Ich verwende seit vielen Jahren auf unserem Boot ein mobiles 100W Taschenmodul. Es hat eine festinstallierte Steckdose, in die das Kabel vom Laderegler eingestöpselt wird. Ich ziehe jeden Abend noch vor Sonnenuntergang das Kabel ab und verstaue des Modul bis zum nächsten Tag im Boot.

Auf dem Modul befindet sich an der Steckdose ein Warnhinweis, dass man beim Abziehen des Steckers keine Kontakte berühren soll. Das ist alles.
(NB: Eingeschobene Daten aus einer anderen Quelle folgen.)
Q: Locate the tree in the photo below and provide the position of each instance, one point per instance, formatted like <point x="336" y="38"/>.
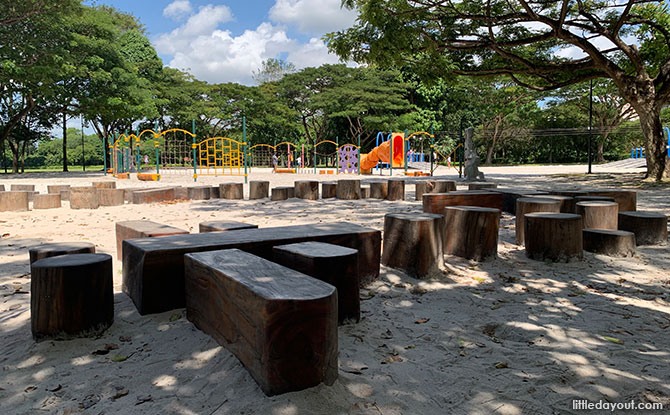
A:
<point x="520" y="39"/>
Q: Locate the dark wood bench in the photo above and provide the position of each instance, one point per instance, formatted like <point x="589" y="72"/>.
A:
<point x="153" y="268"/>
<point x="436" y="202"/>
<point x="281" y="324"/>
<point x="336" y="265"/>
<point x="132" y="229"/>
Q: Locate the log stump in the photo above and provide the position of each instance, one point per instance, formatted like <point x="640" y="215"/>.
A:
<point x="259" y="189"/>
<point x="46" y="201"/>
<point x="336" y="265"/>
<point x="413" y="243"/>
<point x="471" y="232"/>
<point x="224" y="225"/>
<point x="650" y="228"/>
<point x="231" y="191"/>
<point x="378" y="190"/>
<point x="104" y="185"/>
<point x="598" y="215"/>
<point x="111" y="197"/>
<point x="481" y="185"/>
<point x="348" y="189"/>
<point x="530" y="205"/>
<point x="553" y="236"/>
<point x="14" y="201"/>
<point x="328" y="190"/>
<point x="282" y="193"/>
<point x="396" y="189"/>
<point x="609" y="242"/>
<point x="84" y="198"/>
<point x="62" y="248"/>
<point x="306" y="189"/>
<point x="71" y="296"/>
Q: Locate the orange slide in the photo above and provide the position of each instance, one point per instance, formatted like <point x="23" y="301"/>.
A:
<point x="381" y="153"/>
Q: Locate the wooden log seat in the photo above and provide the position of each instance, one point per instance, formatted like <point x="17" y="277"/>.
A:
<point x="61" y="248"/>
<point x="132" y="229"/>
<point x="626" y="198"/>
<point x="259" y="189"/>
<point x="328" y="190"/>
<point x="110" y="197"/>
<point x="509" y="197"/>
<point x="281" y="324"/>
<point x="396" y="189"/>
<point x="379" y="190"/>
<point x="609" y="242"/>
<point x="348" y="189"/>
<point x="529" y="205"/>
<point x="84" y="197"/>
<point x="553" y="236"/>
<point x="413" y="243"/>
<point x="199" y="192"/>
<point x="598" y="215"/>
<point x="481" y="185"/>
<point x="306" y="189"/>
<point x="471" y="232"/>
<point x="71" y="296"/>
<point x="224" y="226"/>
<point x="104" y="185"/>
<point x="153" y="195"/>
<point x="567" y="202"/>
<point x="282" y="193"/>
<point x="650" y="228"/>
<point x="231" y="191"/>
<point x="336" y="265"/>
<point x="153" y="268"/>
<point x="14" y="201"/>
<point x="436" y="202"/>
<point x="46" y="201"/>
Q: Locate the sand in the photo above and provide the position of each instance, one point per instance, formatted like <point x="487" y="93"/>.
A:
<point x="506" y="336"/>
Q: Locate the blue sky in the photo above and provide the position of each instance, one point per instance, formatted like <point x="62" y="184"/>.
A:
<point x="224" y="41"/>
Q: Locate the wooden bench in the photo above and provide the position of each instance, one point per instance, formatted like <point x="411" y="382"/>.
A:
<point x="133" y="229"/>
<point x="336" y="265"/>
<point x="71" y="296"/>
<point x="224" y="225"/>
<point x="153" y="268"/>
<point x="281" y="324"/>
<point x="436" y="202"/>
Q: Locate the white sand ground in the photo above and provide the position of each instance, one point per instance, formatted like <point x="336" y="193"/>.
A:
<point x="506" y="336"/>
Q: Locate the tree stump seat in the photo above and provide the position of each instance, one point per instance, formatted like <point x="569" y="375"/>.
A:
<point x="348" y="189"/>
<point x="60" y="248"/>
<point x="259" y="189"/>
<point x="133" y="229"/>
<point x="553" y="236"/>
<point x="231" y="191"/>
<point x="14" y="201"/>
<point x="598" y="214"/>
<point x="471" y="232"/>
<point x="530" y="205"/>
<point x="282" y="193"/>
<point x="436" y="202"/>
<point x="609" y="242"/>
<point x="413" y="243"/>
<point x="224" y="226"/>
<point x="71" y="296"/>
<point x="281" y="324"/>
<point x="650" y="228"/>
<point x="306" y="189"/>
<point x="336" y="265"/>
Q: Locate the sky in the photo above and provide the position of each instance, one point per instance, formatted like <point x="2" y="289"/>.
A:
<point x="224" y="41"/>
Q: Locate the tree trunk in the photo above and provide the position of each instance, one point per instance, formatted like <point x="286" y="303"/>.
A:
<point x="64" y="139"/>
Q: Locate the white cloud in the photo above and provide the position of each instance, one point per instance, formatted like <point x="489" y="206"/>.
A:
<point x="313" y="16"/>
<point x="178" y="9"/>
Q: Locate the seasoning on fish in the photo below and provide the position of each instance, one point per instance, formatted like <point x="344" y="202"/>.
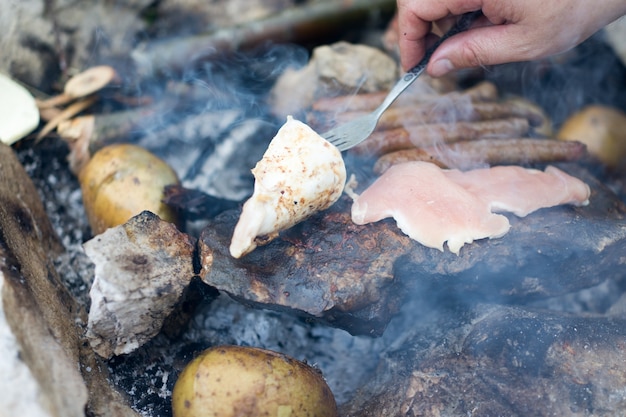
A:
<point x="433" y="206"/>
<point x="300" y="174"/>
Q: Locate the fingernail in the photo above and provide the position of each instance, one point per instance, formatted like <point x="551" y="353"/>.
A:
<point x="441" y="67"/>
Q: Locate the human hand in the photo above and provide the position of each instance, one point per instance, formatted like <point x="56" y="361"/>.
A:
<point x="511" y="30"/>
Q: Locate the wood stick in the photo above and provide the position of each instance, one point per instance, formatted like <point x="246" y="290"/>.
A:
<point x="484" y="91"/>
<point x="385" y="141"/>
<point x="473" y="154"/>
<point x="69" y="112"/>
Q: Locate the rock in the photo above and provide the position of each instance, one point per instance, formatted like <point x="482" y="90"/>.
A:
<point x="142" y="269"/>
<point x="616" y="37"/>
<point x="498" y="360"/>
<point x="340" y="68"/>
<point x="355" y="277"/>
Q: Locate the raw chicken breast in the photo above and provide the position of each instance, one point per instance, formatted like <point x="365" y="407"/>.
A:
<point x="428" y="207"/>
<point x="521" y="191"/>
<point x="433" y="206"/>
<point x="300" y="174"/>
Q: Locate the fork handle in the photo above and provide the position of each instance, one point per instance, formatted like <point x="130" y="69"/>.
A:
<point x="407" y="79"/>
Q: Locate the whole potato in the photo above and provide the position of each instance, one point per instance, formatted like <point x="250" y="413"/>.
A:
<point x="602" y="129"/>
<point x="122" y="180"/>
<point x="229" y="381"/>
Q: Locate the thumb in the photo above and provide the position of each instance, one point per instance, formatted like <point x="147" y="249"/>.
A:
<point x="488" y="45"/>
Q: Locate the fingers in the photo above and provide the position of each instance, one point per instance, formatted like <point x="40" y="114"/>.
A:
<point x="489" y="45"/>
<point x="411" y="37"/>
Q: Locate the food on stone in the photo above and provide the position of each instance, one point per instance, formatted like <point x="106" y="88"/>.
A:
<point x="229" y="381"/>
<point x="469" y="154"/>
<point x="521" y="190"/>
<point x="300" y="174"/>
<point x="602" y="129"/>
<point x="122" y="180"/>
<point x="434" y="206"/>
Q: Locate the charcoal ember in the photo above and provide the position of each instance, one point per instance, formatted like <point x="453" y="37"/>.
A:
<point x="142" y="270"/>
<point x="45" y="357"/>
<point x="326" y="268"/>
<point x="498" y="360"/>
<point x="550" y="252"/>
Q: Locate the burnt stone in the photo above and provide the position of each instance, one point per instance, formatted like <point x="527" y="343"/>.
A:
<point x="496" y="361"/>
<point x="355" y="277"/>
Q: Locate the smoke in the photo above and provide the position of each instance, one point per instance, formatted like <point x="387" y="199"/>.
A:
<point x="563" y="84"/>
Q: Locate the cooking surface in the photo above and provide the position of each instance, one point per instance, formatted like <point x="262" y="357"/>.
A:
<point x="528" y="324"/>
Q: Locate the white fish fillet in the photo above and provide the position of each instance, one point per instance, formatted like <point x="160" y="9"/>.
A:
<point x="300" y="174"/>
<point x="434" y="206"/>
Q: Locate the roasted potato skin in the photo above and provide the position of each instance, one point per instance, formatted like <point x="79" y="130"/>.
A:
<point x="229" y="381"/>
<point x="602" y="129"/>
<point x="122" y="180"/>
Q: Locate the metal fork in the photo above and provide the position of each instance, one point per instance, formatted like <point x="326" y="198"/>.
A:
<point x="356" y="131"/>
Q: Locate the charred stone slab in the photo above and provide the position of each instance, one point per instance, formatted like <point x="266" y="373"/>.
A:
<point x="326" y="267"/>
<point x="355" y="277"/>
<point x="502" y="361"/>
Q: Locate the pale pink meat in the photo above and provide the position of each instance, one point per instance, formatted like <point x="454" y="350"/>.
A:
<point x="428" y="207"/>
<point x="433" y="206"/>
<point x="520" y="190"/>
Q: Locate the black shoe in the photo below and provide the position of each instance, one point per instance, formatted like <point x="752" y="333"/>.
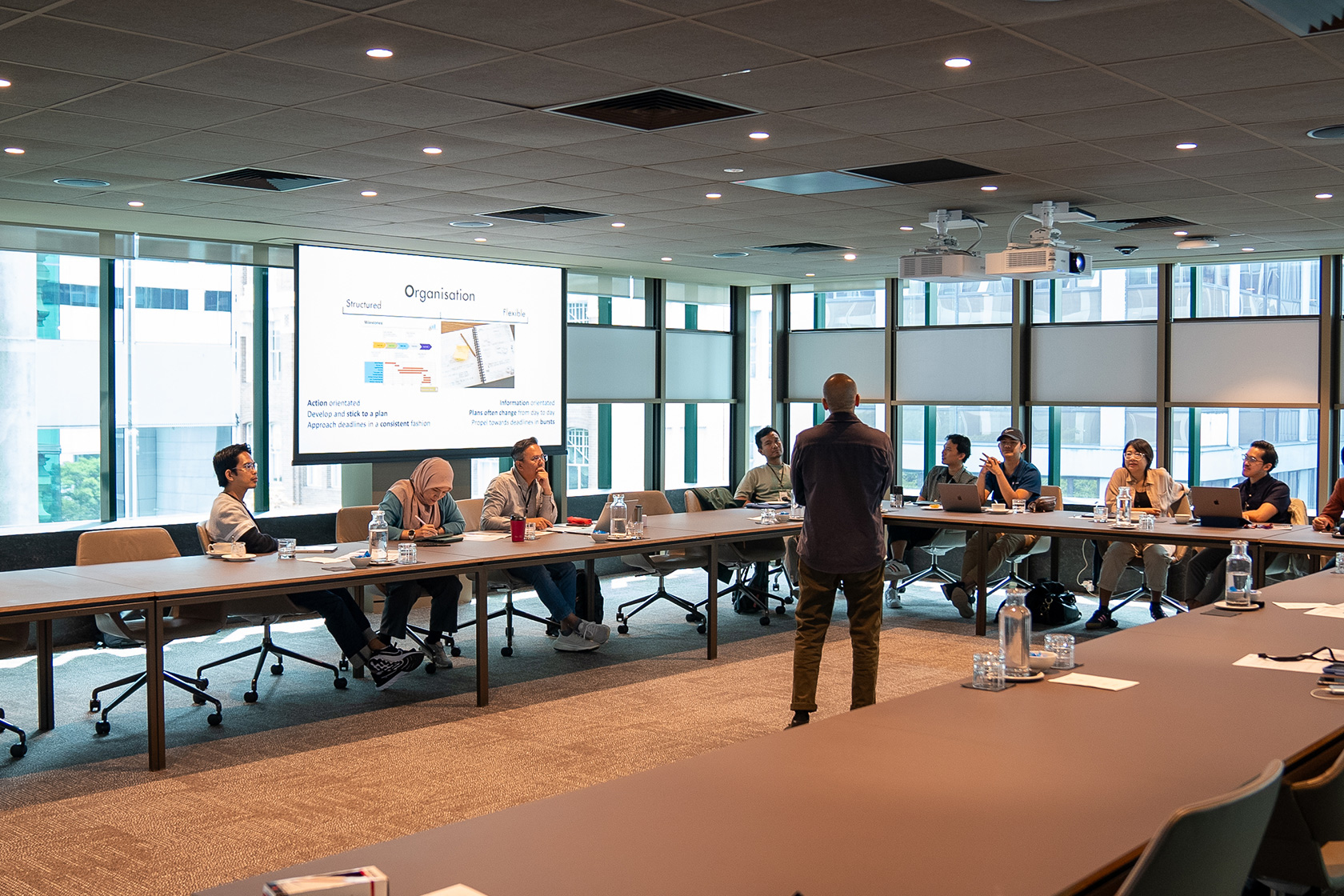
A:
<point x="1100" y="619"/>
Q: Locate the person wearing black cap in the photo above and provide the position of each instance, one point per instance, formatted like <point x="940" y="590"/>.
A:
<point x="1006" y="481"/>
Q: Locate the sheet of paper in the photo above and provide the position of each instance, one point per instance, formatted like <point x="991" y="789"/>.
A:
<point x="1312" y="666"/>
<point x="1093" y="682"/>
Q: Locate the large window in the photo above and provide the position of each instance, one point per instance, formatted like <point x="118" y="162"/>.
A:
<point x="1210" y="442"/>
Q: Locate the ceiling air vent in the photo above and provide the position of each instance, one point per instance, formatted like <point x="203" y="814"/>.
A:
<point x="1160" y="222"/>
<point x="798" y="249"/>
<point x="654" y="110"/>
<point x="260" y="179"/>
<point x="929" y="171"/>
<point x="545" y="214"/>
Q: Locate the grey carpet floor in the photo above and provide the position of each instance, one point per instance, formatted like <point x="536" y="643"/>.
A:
<point x="308" y="770"/>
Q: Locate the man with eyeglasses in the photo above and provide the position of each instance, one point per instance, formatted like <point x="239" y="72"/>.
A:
<point x="1264" y="500"/>
<point x="230" y="520"/>
<point x="526" y="492"/>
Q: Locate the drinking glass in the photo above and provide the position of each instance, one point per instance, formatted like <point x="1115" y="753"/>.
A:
<point x="1062" y="645"/>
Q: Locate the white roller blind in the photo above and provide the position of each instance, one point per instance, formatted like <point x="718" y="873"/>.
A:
<point x="1251" y="362"/>
<point x="610" y="363"/>
<point x="962" y="364"/>
<point x="814" y="355"/>
<point x="699" y="366"/>
<point x="1086" y="364"/>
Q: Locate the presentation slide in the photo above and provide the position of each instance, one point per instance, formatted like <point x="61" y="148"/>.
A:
<point x="420" y="354"/>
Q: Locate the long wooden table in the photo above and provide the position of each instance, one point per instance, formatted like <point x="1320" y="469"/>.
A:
<point x="1070" y="524"/>
<point x="155" y="585"/>
<point x="1069" y="783"/>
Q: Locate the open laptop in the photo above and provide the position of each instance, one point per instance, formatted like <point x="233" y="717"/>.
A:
<point x="964" y="498"/>
<point x="1218" y="506"/>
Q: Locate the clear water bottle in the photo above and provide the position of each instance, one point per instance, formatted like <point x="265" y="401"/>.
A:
<point x="1124" y="504"/>
<point x="1237" y="586"/>
<point x="378" y="536"/>
<point x="1015" y="634"/>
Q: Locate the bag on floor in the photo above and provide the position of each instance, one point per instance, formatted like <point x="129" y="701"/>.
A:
<point x="581" y="589"/>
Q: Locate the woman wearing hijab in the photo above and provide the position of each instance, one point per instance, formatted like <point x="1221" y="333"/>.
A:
<point x="421" y="508"/>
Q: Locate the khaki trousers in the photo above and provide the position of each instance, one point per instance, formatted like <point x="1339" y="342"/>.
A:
<point x="816" y="603"/>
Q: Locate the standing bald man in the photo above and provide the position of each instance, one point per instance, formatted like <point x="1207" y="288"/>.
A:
<point x="842" y="469"/>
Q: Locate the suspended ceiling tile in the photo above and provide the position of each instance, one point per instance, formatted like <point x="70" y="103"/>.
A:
<point x="533" y="82"/>
<point x="672" y="53"/>
<point x="409" y="106"/>
<point x="261" y="81"/>
<point x="340" y="47"/>
<point x="523" y="25"/>
<point x="218" y="25"/>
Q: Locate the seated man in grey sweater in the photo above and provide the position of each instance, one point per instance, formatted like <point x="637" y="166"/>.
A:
<point x="230" y="520"/>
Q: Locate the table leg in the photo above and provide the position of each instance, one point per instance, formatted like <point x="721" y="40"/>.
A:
<point x="482" y="646"/>
<point x="982" y="582"/>
<point x="711" y="607"/>
<point x="155" y="686"/>
<point x="46" y="678"/>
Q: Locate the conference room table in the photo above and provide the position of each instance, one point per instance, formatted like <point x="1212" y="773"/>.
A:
<point x="1039" y="789"/>
<point x="156" y="585"/>
<point x="1071" y="524"/>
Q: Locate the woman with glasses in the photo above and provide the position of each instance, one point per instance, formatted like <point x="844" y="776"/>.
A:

Das Verstauen ist ja auch Sinn eines mobilen Moduls und es hat keine Speichereigenschaften.

frankkk am 11 Feb 2022 20:37:45

Xylimax hat geschrieben:Nun meine Frage ob ich das Solarmodul jetzt am Abend risikolos wieder entkabeln vom Dach nehmen und vorerst wieder für die nächsten Wochen eintüten kann oder ist noch Reststrom im Modul?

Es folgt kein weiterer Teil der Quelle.